17th century stagecraft finds a modern outlet
Founded in 1985 by Marshall Pynkoski, the Canada-based Opera Atelier, responsible for the weekend performances, specializes in operas, ballets and dramas from the 17th and 18th centuries. This is the opera company’s second visit to Korea, after performing “Don Giovanni” in 2003.
The company researched Baroque operas in order to accurately recreate them. It adopted original instrumentation, singing techniques and use of rhetorical gesture. It also employed 17th century choreography, stage illumination, costumes and makeup.

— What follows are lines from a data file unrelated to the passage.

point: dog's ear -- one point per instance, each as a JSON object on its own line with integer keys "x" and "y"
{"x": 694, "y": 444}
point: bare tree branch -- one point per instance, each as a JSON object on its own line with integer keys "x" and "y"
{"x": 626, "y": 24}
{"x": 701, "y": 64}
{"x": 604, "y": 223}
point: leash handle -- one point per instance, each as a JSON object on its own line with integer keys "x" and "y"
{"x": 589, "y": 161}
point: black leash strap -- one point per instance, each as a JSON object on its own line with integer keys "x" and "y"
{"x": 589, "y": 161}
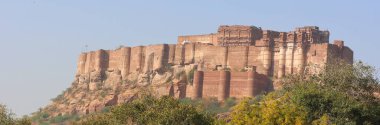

Opera Atelier has staged 25 17th and 18th century pieces by Monteverdi, Mozart and Lully. Its 2000 production of Lully’s Persee, which had not been performed since the 18th century, was praised as “the operatic event of the year,” by the Toronto Star. Since 1995, the company has been regularly invited to perform by the Houston Grand Opera and the Cleveland Opera.
Opera Atelier’s intent is not to recreate a particular historical performance but to use 17th and 18th century stagecraft and aesthetics in a way that makes them suitable for modern audiences.
“I don’t like to use words like ‘authenticity’ and ‘recreation,’” Mr. Pynkoski said in a press meeting last week. “That is not our goal. Baroque opera is a fully realized art form, and I think it can be modernized with great success.”
“Acteon” will be performed first, in French (38 minutes), with Korean subtitles. After the intermission, “Dido and Aeneas” will follow in English (61 minutes), with Korean subtitles.